Выставка «Города снега» в Малой галерее Мыстецкого Арсенала
- Ты и дальше будешь работать с этой темой? «Город снега» – это целый цикл, ты будешь его продолжать? Какие у тебя творческие планы?
- Я планирую продолжать «Город снега», но кроме этого у меня есть несколько других незавершенных проектов, которые я хочу реализовать. Они ближе к теме идентичности, нашего локального контекста, в отличие от глобально ориентированного «Города снега». Меня интересуют такие базовые для нашего контекста понятия как «родина» и «победа». С моей точки зрения, они нуждаются в некоем расчленении, переосмыслении.
Работа из серии «Родина» (Балтийское море): «Фрагменты киевской скульптуры Родина-мать, разбросанные по территориям бывших советских республик, воссоздают картину распада мифа о Большой Родине»
Работа из серии «Родина» (Узбекистан)
Работая с концептом Родины, я использую монумент Родина-мать, который заведомо является метафорой, неким embodiment этого понятия - Родина. Я разбиваю этот монумент на части и разбрасываю по территориям бывших советских республик. Это некая метафора, ситуации, в которой пребывает постсоветское пространство. Мы находимся в ситуации, когда нам нужно понять, что вообще означает понятие «Родина».

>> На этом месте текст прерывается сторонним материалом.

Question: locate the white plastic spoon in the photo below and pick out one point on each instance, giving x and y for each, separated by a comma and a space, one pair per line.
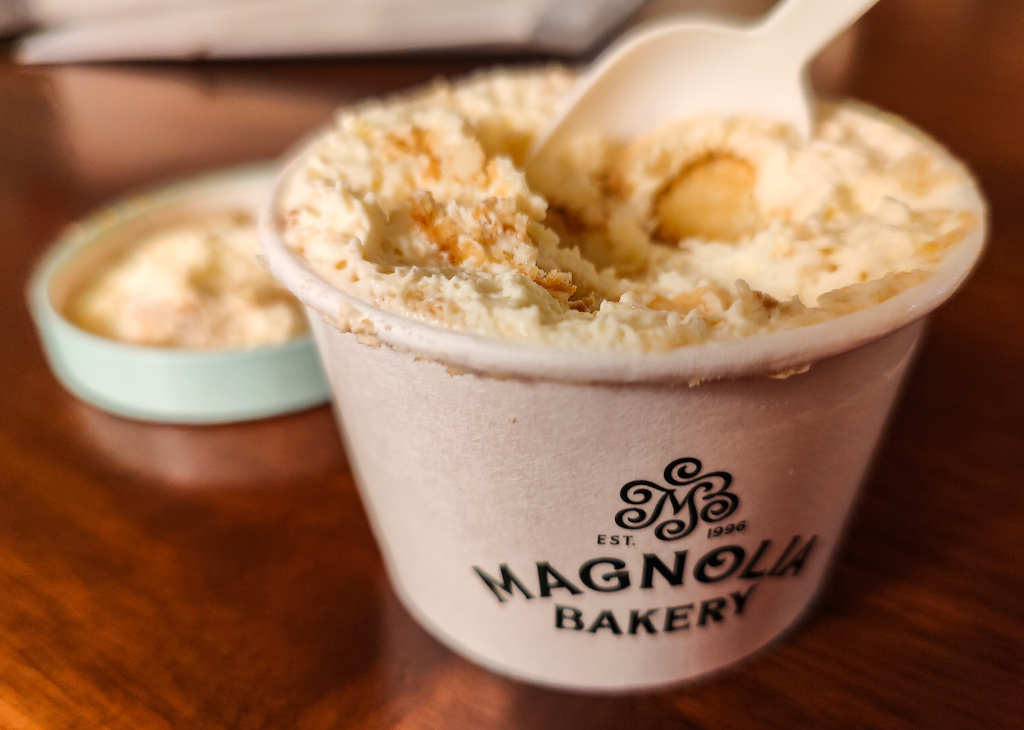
678, 69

Работа из серии «Родина» (Кавказ)
Работа из серии «Родина» (Узбекистан)
- Какой смысл ты вкладываешь в это понятие – позитивный или негативный?
- Я не понимаю, что это такое – «Родина». Это проблематичное понятие для нашего региона, с которым мы должны разобраться. Точно также понятие «победы». Понятия «Родины» и «победы» были ключевыми, фундаментальными идеологическими кирпичами Советского Союза.
Работа из серии «Победа»
Для проекта «Победа» я фотографирую День Победы. Это очень интересно – за нами до сих пор волочится какой-то исторический шлейф, который будет волочиться еще очень долго. На нас свалилось это из прошлого и мы не понимаем, что это такое. В данном случае я анализирую, но я анализирую не социум, а историю. Я работаю с историей, с прошлым, пытаюсь понять, что было. Я пытаюсь создать некую более правдивую историю этой победы, или рассказать свою историю, свое видение воображаемого прошлого. В моем понимании эта «победа» является условной. По сути, речь идет о масштабной трагедии. Я практически всегда фотографирую цветы на 9 мая. И, когда я вижу все эти цветы, разбросанные 9 мая в большом количестве на земле, я думаю о похоронах.
Работа из серии «Победа»
Когда по всей стране в один день все забрасывается цветами, это действительно рассказывает больше о трагедии, теряется парадный пафос. Мне кажется, эти цветы больше рассказывают о том, что случилось на самом деле. Я провожу некую аналогию между этими цветами, разбросанными и умершими, и между судьбами погибших людей. Это история не о победе, а об утрате. А еще есть люди, которые воевали, а затем были репрессированы, они не надевают орденов, не выходят на парад, потому что для них это большая трагедия.
Работа из серии «Победа»
- У тбе также есть незавершенный проект «Больница».
- Да. Когда я оказываюсь в постсоветской больнице, мне становится так же жутко, как становилось в детстве, когда я смотрела в колодец, в котором, как мне говорили родители, жило чудовище. (смеется)
Работа из серии «Больница»
Это серия снимков больниц, погружающая зрителя в состояния, которые переживают пациенты больниц: боль, печаль, отчаяние, меланхолия, состояние сознания, измененное действием медикаментозных препаратов, размытость реальности. Образы серии пронизаны эстетикой постсоветских больниц.
Работа из серии «Больница»
- Когда нам ожидать эти проекты?
- Трудно сказать. Нужно суметь найти для них место.